Her groan of pain matches his own, and she belatedly realizes that she just iron-gripped his bruised shoulder. She releases it, wheezing in a breath, and his hand relaxes marginally. Which is good, because she's pretty sure if he pushed any harder, he would have squished her heart up into her throat, or just broke through to the wall behind her. His face is stretched into anger and confusion, and he might be just a little panicked with the way his eyes are flitting about her face.
To her right, near her feet, she can hear the sound of Ron grunting. Over Draco's shoulder, Harry is grabbing the arm of someone and practically flinging them into the shadows, only to do it again to the next person who appears. Everyone looks startled, and she has no idea what is going on.
"What the fuck are you doing?" Draco seethes, and when he breathes in, it sounds exactly like the blade of a knife, scraping metal.
"What do you think? You activated the coin." She grabs his wrist, wrenching his hand away to place her own on her chest, rubbing the soreness.
"We didn't activate anything," is growled to her left.
The look on Draco's face is entirely suspicious, and his eyes dart to his right and his left, scanning. Ron pulls himself from the ground, sputtering, and his shoulder brushes hers as he falls back onto the wall. Behind Draco is a manor, four windows lit on the second floor. There isn't more than a couple meters between the wall they are standing against and the front door. It seems they have just interrupted the team right before they initiated their plan of entry. They had almost blown the mission – they very well might have.
"Someone must have activated them on accident."
"They can't be activated on accident," Hermione whispers harshly to the stranger's voice.
"None of us activated them. It had to happen in the past ten minutes, right? I didn't see anyone doing it." Another voice from the shadows.
"There was probably just an error with the coins. The magic on them is old-"
"What the hell does that matter?"
"-just malfunctioned."
"Shut up," a new voice hisses, and Hermione can hear the edge of panic to it.
For a single second, no one breathes. In the distance, from the house, is the soft sound of classical music. The music begins to swell, but then it is lost again, under breath and shifting feet. "Did anyone tell anyone else about this mission?"
"I'm sure they'll come right out with it, Harry." She can practically feel Ron casting heavy, suspicious looks at everyone.

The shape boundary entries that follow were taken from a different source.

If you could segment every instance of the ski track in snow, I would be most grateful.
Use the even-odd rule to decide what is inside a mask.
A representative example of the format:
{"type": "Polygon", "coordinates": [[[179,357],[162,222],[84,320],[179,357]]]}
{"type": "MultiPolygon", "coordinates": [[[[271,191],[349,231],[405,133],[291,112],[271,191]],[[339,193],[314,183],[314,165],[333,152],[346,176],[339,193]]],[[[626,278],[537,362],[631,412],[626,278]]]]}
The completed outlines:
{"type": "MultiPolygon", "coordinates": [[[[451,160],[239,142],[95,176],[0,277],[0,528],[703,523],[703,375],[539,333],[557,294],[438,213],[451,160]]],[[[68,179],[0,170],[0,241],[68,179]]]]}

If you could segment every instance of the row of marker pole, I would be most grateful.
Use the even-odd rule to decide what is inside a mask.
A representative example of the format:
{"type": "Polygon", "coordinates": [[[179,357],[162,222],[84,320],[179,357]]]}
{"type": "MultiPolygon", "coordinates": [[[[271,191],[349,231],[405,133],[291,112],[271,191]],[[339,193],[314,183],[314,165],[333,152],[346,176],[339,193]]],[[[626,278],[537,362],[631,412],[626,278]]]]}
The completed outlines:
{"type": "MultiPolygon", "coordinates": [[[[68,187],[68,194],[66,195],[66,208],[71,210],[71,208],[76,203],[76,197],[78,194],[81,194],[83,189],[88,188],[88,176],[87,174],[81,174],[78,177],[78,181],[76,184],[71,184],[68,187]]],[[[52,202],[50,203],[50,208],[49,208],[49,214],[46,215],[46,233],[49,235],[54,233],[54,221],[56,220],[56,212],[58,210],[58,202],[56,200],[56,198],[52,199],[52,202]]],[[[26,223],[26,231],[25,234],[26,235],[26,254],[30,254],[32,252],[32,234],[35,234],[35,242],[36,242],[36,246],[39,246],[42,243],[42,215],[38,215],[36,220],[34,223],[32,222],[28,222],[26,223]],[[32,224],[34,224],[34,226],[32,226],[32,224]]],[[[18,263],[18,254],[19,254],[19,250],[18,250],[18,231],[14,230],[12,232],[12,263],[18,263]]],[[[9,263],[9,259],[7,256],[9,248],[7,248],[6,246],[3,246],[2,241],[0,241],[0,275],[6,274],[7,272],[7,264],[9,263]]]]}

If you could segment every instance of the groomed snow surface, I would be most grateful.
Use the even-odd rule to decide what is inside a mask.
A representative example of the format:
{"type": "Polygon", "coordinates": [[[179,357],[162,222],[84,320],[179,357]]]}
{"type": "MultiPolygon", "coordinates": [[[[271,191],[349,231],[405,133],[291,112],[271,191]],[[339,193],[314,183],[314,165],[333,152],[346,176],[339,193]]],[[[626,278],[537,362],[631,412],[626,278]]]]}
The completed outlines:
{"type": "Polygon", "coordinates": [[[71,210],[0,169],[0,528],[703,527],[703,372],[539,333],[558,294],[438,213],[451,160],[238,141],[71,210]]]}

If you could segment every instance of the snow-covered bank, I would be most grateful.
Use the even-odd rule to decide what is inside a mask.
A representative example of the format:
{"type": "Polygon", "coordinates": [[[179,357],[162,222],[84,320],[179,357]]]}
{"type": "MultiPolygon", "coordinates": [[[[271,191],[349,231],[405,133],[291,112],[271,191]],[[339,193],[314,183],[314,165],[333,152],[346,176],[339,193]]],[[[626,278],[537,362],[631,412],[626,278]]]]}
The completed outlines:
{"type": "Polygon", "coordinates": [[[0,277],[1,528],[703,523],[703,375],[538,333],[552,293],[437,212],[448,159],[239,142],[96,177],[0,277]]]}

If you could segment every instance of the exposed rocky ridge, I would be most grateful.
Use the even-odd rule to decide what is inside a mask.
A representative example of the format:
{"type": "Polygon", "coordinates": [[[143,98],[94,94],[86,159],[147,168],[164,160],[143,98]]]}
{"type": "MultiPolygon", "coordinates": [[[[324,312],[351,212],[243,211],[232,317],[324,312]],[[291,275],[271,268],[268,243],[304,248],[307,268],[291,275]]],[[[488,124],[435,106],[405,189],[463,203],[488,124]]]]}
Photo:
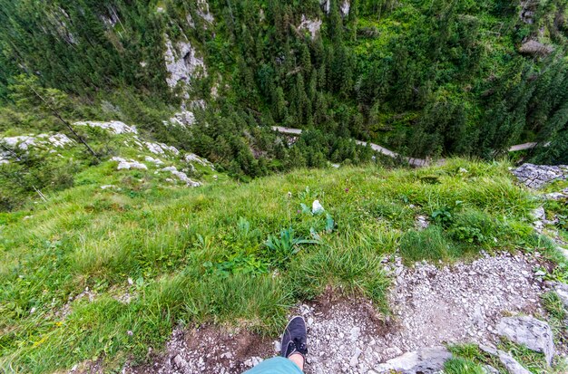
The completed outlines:
{"type": "Polygon", "coordinates": [[[317,19],[308,19],[306,15],[302,14],[301,24],[298,26],[299,30],[307,30],[309,32],[311,35],[311,39],[316,39],[318,33],[319,33],[319,29],[321,28],[322,21],[318,18],[317,19]]]}
{"type": "Polygon", "coordinates": [[[178,42],[174,45],[166,35],[166,52],[164,60],[166,70],[170,76],[166,78],[171,88],[175,88],[179,82],[191,84],[191,80],[201,74],[207,75],[205,62],[199,57],[197,51],[190,41],[178,42]]]}

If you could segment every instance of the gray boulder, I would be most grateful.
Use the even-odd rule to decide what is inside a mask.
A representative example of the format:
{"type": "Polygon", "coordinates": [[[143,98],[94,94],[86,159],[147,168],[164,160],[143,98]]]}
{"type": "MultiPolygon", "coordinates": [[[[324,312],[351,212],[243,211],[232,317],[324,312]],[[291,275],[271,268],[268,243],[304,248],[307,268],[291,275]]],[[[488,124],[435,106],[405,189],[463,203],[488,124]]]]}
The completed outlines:
{"type": "Polygon", "coordinates": [[[529,350],[544,353],[550,365],[554,356],[553,331],[548,323],[534,317],[504,317],[497,323],[497,333],[529,350]]]}
{"type": "Polygon", "coordinates": [[[540,188],[553,180],[566,179],[568,166],[523,164],[511,172],[529,188],[540,188]]]}
{"type": "Polygon", "coordinates": [[[444,363],[452,358],[445,347],[421,348],[413,352],[387,360],[375,368],[379,373],[400,372],[402,374],[431,374],[444,369],[444,363]]]}

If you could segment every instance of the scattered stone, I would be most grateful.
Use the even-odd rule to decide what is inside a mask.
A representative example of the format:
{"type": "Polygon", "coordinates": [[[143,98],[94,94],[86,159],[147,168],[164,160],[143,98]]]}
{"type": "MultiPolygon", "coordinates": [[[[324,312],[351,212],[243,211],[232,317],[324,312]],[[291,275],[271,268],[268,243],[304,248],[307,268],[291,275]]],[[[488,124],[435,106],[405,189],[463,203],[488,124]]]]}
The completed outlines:
{"type": "Polygon", "coordinates": [[[548,323],[534,317],[504,317],[497,323],[497,333],[529,350],[544,353],[550,365],[554,356],[553,331],[548,323]]]}
{"type": "Polygon", "coordinates": [[[183,358],[180,355],[176,355],[173,358],[173,364],[175,365],[175,367],[180,369],[182,370],[186,366],[187,366],[187,362],[185,361],[185,360],[183,360],[183,358]]]}
{"type": "Polygon", "coordinates": [[[544,195],[544,198],[546,200],[563,200],[564,198],[568,198],[568,195],[563,192],[552,192],[550,194],[544,195]]]}
{"type": "Polygon", "coordinates": [[[512,173],[529,188],[540,188],[554,180],[565,180],[568,166],[523,164],[513,169],[512,173]]]}
{"type": "Polygon", "coordinates": [[[533,210],[531,215],[534,219],[539,221],[544,221],[546,219],[546,213],[544,212],[544,208],[543,206],[539,206],[533,210]]]}
{"type": "Polygon", "coordinates": [[[444,363],[452,358],[445,347],[422,348],[387,360],[375,368],[379,373],[402,371],[404,374],[429,374],[444,369],[444,363]]]}
{"type": "Polygon", "coordinates": [[[164,60],[166,70],[170,73],[166,82],[171,88],[174,88],[181,82],[189,84],[194,77],[207,74],[203,59],[197,56],[195,48],[189,41],[179,42],[174,48],[168,35],[165,38],[164,60]]]}
{"type": "Polygon", "coordinates": [[[308,19],[306,15],[302,14],[301,24],[298,26],[298,30],[307,30],[311,34],[311,39],[316,39],[316,35],[319,33],[319,29],[321,28],[321,20],[318,18],[316,19],[308,19]]]}
{"type": "Polygon", "coordinates": [[[195,115],[192,111],[183,110],[178,113],[175,113],[173,117],[170,119],[169,121],[164,120],[163,124],[168,127],[170,125],[172,126],[180,126],[182,128],[187,128],[195,123],[195,115]]]}
{"type": "MultiPolygon", "coordinates": [[[[162,171],[168,171],[170,173],[171,173],[172,176],[176,177],[178,179],[180,179],[181,181],[182,181],[183,183],[186,184],[187,187],[200,187],[201,186],[201,184],[200,182],[196,182],[192,179],[191,179],[187,174],[185,174],[182,171],[178,171],[176,167],[167,167],[162,169],[162,171]]],[[[166,179],[167,181],[167,179],[166,179]]]]}
{"type": "Polygon", "coordinates": [[[361,355],[362,351],[363,350],[361,350],[358,348],[355,349],[355,354],[353,354],[353,356],[351,357],[351,360],[349,360],[349,365],[352,368],[355,368],[356,366],[358,365],[358,363],[359,363],[359,356],[361,355]]]}
{"type": "Polygon", "coordinates": [[[483,369],[485,371],[486,374],[499,374],[499,370],[497,370],[491,365],[484,365],[483,369]]]}
{"type": "Polygon", "coordinates": [[[548,284],[553,287],[560,300],[562,300],[564,309],[568,311],[568,284],[561,283],[560,282],[550,282],[548,284]]]}
{"type": "Polygon", "coordinates": [[[197,162],[200,165],[202,165],[206,168],[211,168],[211,170],[215,170],[215,167],[213,166],[212,163],[211,163],[209,160],[202,158],[199,156],[197,156],[194,153],[188,153],[183,157],[183,159],[185,159],[185,162],[191,164],[193,162],[197,162]]]}
{"type": "Polygon", "coordinates": [[[120,120],[112,120],[110,122],[95,122],[91,120],[75,122],[75,126],[89,126],[92,128],[104,129],[113,134],[138,134],[136,126],[128,126],[120,120]]]}
{"type": "Polygon", "coordinates": [[[173,146],[168,146],[163,143],[152,143],[150,141],[144,141],[144,145],[152,153],[156,155],[166,156],[166,153],[172,153],[174,155],[179,155],[180,151],[173,146]]]}
{"type": "Polygon", "coordinates": [[[144,158],[144,159],[145,159],[147,162],[152,162],[152,164],[156,164],[156,165],[163,165],[163,161],[162,161],[162,160],[161,160],[160,158],[152,158],[152,156],[146,156],[146,157],[144,158]]]}
{"type": "Polygon", "coordinates": [[[276,352],[279,352],[280,350],[282,350],[282,343],[280,342],[280,340],[274,340],[274,351],[276,352]]]}
{"type": "Polygon", "coordinates": [[[133,159],[126,161],[122,158],[113,157],[113,158],[111,158],[111,161],[118,162],[118,167],[116,168],[117,170],[129,170],[131,168],[148,170],[148,167],[146,165],[133,159]]]}
{"type": "Polygon", "coordinates": [[[244,364],[246,367],[248,368],[252,368],[257,366],[258,364],[260,364],[260,362],[262,362],[264,360],[262,360],[260,357],[251,357],[250,359],[247,360],[246,361],[244,361],[244,364]]]}

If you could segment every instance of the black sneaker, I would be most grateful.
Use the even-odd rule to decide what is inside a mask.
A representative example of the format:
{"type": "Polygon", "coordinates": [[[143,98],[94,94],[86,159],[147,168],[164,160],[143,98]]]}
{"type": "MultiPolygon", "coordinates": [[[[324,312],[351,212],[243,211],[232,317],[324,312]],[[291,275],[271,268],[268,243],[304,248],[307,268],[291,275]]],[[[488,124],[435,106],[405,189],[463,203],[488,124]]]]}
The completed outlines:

"Portkey out." Draco breaks his eerie silence, all tense, and she realizes that she's still grasping his shirt. She doesn't let go.

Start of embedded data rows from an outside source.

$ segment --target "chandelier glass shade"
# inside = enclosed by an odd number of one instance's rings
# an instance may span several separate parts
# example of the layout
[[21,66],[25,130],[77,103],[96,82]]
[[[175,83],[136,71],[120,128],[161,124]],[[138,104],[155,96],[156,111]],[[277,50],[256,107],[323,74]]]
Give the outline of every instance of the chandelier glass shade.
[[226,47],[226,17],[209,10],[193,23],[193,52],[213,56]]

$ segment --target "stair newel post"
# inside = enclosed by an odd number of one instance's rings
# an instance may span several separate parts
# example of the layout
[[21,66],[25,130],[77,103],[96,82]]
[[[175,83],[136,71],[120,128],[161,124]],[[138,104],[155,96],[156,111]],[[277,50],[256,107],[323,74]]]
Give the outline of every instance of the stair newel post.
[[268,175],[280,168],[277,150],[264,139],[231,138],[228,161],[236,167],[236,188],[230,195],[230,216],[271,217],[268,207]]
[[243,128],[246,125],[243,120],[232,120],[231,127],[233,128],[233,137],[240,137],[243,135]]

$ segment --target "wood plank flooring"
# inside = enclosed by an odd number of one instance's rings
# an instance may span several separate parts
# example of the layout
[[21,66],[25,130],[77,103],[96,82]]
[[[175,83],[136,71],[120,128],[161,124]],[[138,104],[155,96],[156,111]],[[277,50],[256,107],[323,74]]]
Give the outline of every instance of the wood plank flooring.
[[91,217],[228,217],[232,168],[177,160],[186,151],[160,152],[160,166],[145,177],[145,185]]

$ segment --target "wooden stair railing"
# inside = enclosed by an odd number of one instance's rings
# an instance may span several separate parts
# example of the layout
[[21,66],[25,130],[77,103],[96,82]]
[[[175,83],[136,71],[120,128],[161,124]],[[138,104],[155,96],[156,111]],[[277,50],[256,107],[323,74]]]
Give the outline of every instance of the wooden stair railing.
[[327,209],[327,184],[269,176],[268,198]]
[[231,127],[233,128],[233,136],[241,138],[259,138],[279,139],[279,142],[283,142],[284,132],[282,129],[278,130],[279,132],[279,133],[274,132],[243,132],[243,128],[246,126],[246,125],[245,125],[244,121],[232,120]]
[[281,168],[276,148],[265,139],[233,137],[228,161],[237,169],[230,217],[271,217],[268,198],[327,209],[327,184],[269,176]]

"What?" she murmurs back, and his eyes meet hers for a second before he speaks again, raising his voice a fraction to meet more than her ears.
"Portkey out. We've been compromised."
"I think that's a little drastic," the deep, rasping voice at her left ear says.
"We shouldn't let this pass up. Someone is obviously home, and they-" a female voice starts.
"Potter," is all Draco replies with, because Harry must be the leader.
Anything that Harry might have said is gone under a heavier silence. It is that hectic second of emotion between the action and the reaction, but that stillness is all it takes to lose. Hermione can see the bright yellow streams over Draco's shoulder, that second of a pause all around, before she grabs Draco and pulls him sideways. He doesn't move more than two inches, his eyes on hers with surprise before rolling up into his head.
A squeak pushes up from her throat, there's a scream from her right, and then she is covered by a blanket of numbness. The darkness follows immediately, Draco's weight sagging down from her hands, and her collapsing after him by a second.